When I concentrate on your visage, all worries cease–worries of a predictable life, and the weight of following a story already written and full of cliche. You are everything right with my life. Well, everything right with the right parts of my life. Who has time for right when dealing with this legacy and this burden, not to mention water bills and converting rooms and choosing whether to clean the chimney of the crappy old house that was the only gift from Mom–
You are what’s right. How you must be in the night, so imperfect, so flawed, so unbelievably human. I am changed when I open myself to this. I lose myself on the train and at work for seeming hours, just to imagine the way your skin must feel, how it would react to my clumsy touch. I want this more than I want the spring.
I can’t be sorry about this, this most perfectly human thing. I can no longer concentrate–it must be the obsession taking over my faculties–and I can’t apologize for that. Such colors in the dark, such unexpected levity. Visions from my past. Thoughts re-remembered and falsities exposed. The illusion of sadness. The acknowledgement of what actually was good, what mattered. No–I don’t want that now. This isn’t poetic or fair. I want you, only you.
From my battleground, from this hell, I seek peace. Stop the other thoughts. I drift, I float, I have changed, really I have. I want to change. I am yours. Please don’t leave me here.
*********
[from The Boston Globe, April 3, 2010]
Timothy E. Latimer, 28, of Lynn, died in his home Thursday of apparent carbon monoxide poisoning. Mr. Latimer was an avid reader and fan of movies. He worked in the accounts receivable department for an trucking company in South Boston. His mother, Maude Latimer (O’Halloran), gained notoriety in the North Shore as a suspect in the death of her husband, Edward Latimer, in 1995, but she was acquitted when his death was ruled an accident. She died in her home in 2000.
Mr. Latimer is survived by his wife, Kathleen, who is expecting their first child.
Uh…..wow.
This rocks. I enjoyed it so much I read it twice.
whoa…deep and heavy. like a frosty, tall glass of paper city winter palace wee heavy.

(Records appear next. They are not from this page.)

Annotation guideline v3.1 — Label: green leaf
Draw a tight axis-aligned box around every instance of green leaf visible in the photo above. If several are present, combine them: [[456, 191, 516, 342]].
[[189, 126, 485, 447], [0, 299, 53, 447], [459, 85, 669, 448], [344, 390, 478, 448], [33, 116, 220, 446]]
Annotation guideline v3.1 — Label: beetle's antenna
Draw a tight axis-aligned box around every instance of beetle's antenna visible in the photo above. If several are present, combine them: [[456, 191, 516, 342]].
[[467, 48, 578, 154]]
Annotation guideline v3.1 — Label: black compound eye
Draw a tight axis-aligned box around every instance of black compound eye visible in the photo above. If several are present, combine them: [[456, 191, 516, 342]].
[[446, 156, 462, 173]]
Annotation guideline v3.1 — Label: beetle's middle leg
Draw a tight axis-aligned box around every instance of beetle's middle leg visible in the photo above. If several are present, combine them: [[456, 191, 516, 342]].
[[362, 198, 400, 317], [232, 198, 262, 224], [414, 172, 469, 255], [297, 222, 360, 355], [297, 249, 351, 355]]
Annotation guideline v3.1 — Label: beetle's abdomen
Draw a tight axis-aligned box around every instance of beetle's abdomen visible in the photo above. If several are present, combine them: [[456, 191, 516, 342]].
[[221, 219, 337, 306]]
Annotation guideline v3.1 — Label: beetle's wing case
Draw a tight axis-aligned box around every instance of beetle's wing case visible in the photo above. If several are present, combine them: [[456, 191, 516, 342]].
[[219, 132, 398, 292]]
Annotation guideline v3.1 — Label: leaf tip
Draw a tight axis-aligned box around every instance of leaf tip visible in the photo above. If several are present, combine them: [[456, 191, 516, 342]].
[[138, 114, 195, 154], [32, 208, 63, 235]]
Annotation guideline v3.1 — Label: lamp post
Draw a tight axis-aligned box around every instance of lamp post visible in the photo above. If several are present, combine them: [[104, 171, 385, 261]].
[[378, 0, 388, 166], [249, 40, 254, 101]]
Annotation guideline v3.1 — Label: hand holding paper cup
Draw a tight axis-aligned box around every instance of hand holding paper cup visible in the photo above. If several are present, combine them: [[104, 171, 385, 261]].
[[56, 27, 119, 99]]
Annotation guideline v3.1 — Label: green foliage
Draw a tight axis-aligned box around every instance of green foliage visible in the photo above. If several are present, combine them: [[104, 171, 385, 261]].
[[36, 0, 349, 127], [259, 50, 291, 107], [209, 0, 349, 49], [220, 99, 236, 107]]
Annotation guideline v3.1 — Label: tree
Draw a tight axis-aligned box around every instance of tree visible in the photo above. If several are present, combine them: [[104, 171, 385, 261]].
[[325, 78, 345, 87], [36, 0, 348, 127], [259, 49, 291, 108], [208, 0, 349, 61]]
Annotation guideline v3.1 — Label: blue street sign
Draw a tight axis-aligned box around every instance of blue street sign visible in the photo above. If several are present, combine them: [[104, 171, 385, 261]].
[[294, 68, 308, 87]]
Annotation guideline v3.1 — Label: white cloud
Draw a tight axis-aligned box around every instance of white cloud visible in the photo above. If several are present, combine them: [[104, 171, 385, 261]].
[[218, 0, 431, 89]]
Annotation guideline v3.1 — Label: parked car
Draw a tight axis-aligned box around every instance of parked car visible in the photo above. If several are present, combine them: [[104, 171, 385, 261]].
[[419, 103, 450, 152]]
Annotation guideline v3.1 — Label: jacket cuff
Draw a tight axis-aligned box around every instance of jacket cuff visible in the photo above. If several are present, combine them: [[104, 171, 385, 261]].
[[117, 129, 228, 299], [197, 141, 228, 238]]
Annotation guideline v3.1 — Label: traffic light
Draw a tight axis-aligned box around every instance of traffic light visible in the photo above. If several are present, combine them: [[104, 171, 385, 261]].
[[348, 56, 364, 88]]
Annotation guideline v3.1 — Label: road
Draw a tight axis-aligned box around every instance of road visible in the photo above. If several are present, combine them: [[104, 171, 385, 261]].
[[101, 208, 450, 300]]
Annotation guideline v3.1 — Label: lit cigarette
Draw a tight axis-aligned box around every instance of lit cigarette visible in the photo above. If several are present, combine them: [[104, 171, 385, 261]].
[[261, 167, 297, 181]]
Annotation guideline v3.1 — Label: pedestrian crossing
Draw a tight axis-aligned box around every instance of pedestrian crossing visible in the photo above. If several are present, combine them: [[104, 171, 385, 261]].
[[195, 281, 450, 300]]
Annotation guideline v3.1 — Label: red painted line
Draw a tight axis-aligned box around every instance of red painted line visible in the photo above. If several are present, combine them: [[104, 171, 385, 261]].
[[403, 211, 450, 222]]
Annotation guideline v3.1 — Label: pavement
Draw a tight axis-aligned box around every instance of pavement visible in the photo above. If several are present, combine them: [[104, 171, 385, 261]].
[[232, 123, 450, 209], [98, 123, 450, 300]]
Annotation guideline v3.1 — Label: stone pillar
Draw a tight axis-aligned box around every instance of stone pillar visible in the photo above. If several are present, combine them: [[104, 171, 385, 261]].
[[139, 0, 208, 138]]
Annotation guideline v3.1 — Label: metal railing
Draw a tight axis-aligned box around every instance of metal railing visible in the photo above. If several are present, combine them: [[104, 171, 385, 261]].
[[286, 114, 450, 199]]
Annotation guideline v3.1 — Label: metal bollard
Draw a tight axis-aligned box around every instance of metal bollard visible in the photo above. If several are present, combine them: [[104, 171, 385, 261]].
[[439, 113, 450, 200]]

Damn good stuff, Jason, very painful. Did you know them?
It's just fiction, my friend. Thanks for the feedback.
Even the obit?
Of course!
That's one damn fine obit! And to think I thought it was the source of your inspiration!
yeah, leary. you're hired. i need you to write my obit. (i like to have it ready, you know, just in case).
i often like "feeling selfish and crazed" myself… lets hope it ends better than this poor fool.
this has so many good bits of drama, in a very subtle, secretive, leary kind of way. par excellence! (whatever that means)
crazy.
great work.
also, there's a job posting at the vermont state newspaper for an obit writer. if you're looking…
Holy crap. In a good way.
Wow. If you had sold this as nonfiction, I'd have bought it. Nice.